I’ve always been pretty careful with my money. I save where I can, avoid unnecessary purchases, and generally live below my means. My best friend, on the other hand, is the complete opposite.
She spends on everything—expensive clothes, luxury vacations, eating out almost every day. I don’t judge her for it, but she often makes fun of me for being “cheap” or “boring” because I don’t splurge on the same things she does.
A few weeks ago, she went on another shopping spree and posted all about it on social media, tagging me with captions like, “Meanwhile, Miss Budget is probably at home counting her pennies.” I just laughed it off like I usually do, but it did sting a little.
Now, she’s in a bind and asked me to lend her a pretty significant amount of money to cover her rent and bills. She said she’s between paychecks and won’t be able to manage without some help. I refused, explaining that I’ve worked hard to save my money and don’t feel comfortable lending such a large amount when she has a habit of spending recklessly.

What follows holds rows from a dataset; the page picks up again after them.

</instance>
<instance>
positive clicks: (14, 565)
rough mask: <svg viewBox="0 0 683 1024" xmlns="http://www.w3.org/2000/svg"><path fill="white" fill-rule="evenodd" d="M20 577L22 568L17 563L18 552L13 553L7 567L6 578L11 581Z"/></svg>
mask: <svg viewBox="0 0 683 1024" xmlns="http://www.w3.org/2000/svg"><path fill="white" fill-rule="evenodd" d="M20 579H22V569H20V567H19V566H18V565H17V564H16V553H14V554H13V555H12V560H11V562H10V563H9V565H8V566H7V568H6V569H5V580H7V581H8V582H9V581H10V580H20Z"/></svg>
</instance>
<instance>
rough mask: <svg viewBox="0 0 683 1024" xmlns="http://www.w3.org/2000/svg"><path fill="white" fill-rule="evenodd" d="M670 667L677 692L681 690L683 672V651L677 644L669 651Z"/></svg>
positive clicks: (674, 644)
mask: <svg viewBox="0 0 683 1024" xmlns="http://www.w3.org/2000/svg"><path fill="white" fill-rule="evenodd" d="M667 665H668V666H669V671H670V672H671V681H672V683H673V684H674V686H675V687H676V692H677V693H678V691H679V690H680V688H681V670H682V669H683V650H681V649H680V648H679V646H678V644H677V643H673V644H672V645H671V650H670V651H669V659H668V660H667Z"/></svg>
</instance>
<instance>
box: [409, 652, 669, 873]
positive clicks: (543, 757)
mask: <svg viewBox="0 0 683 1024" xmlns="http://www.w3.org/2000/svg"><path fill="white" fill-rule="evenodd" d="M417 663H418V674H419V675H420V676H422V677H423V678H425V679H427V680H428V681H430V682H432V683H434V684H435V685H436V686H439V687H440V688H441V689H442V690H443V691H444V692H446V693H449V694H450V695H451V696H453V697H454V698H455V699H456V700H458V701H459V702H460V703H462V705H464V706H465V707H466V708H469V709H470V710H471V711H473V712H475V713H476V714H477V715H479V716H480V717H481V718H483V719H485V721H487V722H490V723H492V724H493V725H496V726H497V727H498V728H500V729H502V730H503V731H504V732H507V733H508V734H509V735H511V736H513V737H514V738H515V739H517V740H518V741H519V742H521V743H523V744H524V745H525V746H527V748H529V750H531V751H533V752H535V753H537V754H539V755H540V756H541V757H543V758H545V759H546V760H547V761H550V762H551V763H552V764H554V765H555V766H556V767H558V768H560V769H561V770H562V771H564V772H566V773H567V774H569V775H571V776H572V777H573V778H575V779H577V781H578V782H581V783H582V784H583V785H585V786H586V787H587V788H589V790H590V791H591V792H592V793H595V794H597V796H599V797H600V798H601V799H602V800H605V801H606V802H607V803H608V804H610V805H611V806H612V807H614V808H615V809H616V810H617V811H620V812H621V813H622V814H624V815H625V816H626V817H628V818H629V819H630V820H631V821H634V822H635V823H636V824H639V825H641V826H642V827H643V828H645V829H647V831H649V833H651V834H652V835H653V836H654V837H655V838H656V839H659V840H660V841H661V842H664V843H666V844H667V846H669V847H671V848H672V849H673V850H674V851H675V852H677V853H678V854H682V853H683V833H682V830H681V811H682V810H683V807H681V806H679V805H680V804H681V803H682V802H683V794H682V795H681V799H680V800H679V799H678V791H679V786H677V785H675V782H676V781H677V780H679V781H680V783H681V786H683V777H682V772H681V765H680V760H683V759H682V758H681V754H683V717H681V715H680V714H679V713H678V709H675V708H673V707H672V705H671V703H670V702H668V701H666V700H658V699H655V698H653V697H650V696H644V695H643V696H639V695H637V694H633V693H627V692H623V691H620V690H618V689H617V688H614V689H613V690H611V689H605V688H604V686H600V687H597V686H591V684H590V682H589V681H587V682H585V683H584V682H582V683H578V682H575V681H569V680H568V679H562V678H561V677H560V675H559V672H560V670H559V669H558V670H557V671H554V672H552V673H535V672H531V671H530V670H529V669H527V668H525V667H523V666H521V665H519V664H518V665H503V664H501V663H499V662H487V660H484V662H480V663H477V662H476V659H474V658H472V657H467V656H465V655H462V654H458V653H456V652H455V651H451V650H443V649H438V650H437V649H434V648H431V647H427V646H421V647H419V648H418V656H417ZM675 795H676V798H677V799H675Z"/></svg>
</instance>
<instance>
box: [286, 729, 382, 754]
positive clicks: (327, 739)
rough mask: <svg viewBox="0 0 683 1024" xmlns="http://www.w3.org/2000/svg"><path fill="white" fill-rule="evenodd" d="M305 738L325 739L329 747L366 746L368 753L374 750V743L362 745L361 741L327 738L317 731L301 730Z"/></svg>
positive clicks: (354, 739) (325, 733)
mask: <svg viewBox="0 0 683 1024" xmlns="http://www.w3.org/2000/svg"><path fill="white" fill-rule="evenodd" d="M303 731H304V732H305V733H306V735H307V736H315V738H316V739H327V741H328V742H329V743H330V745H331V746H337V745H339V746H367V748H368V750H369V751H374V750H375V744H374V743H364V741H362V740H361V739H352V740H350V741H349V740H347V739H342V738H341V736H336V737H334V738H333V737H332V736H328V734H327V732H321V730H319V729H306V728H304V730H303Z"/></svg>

She got really upset, saying I’m not a true friend and that I’m hoarding my money while she’s struggling. But I feel like I’ve been responsible with my finances for situations like this, and it’s unfair for her to expect me to bail her out. AITA?
peacefullyconfused said:
NTA. She's irresponsible and reckless and feels entitled to have your money and help when she's in need but bad mouths you when she's in a good spot. Keep a distance from such friends.. and if possible detach from such friendships. They won't align with your mindset and lifestyle and be a cause of further rifts.
Hi_Im_Dadbot said:
NTA. She would appear to be in the find out phase of fuck around and find out. If she doesn’t respect your fiscal practices, she can’t benefit from your fiscal practices.
Silly_Goose_1234 said:
Absolutely NTA, and that person is not your friend.
dwi said:
NTA. Send her a copy of the Ant and the Grasshopper.
Charming_Sandra said:
NTA. You are not obligated to financially support your friend's lifestyle choices, especially when she mocks your own choices. You have a right to manage your money as you see fit.
amyloulie said:
NTA. Looks like she needs to learn her lesson the hard way! It’s not your place to bail her out, particularly if she has been rude about your saving in the past. It’s time she learned to try out your way of handling money!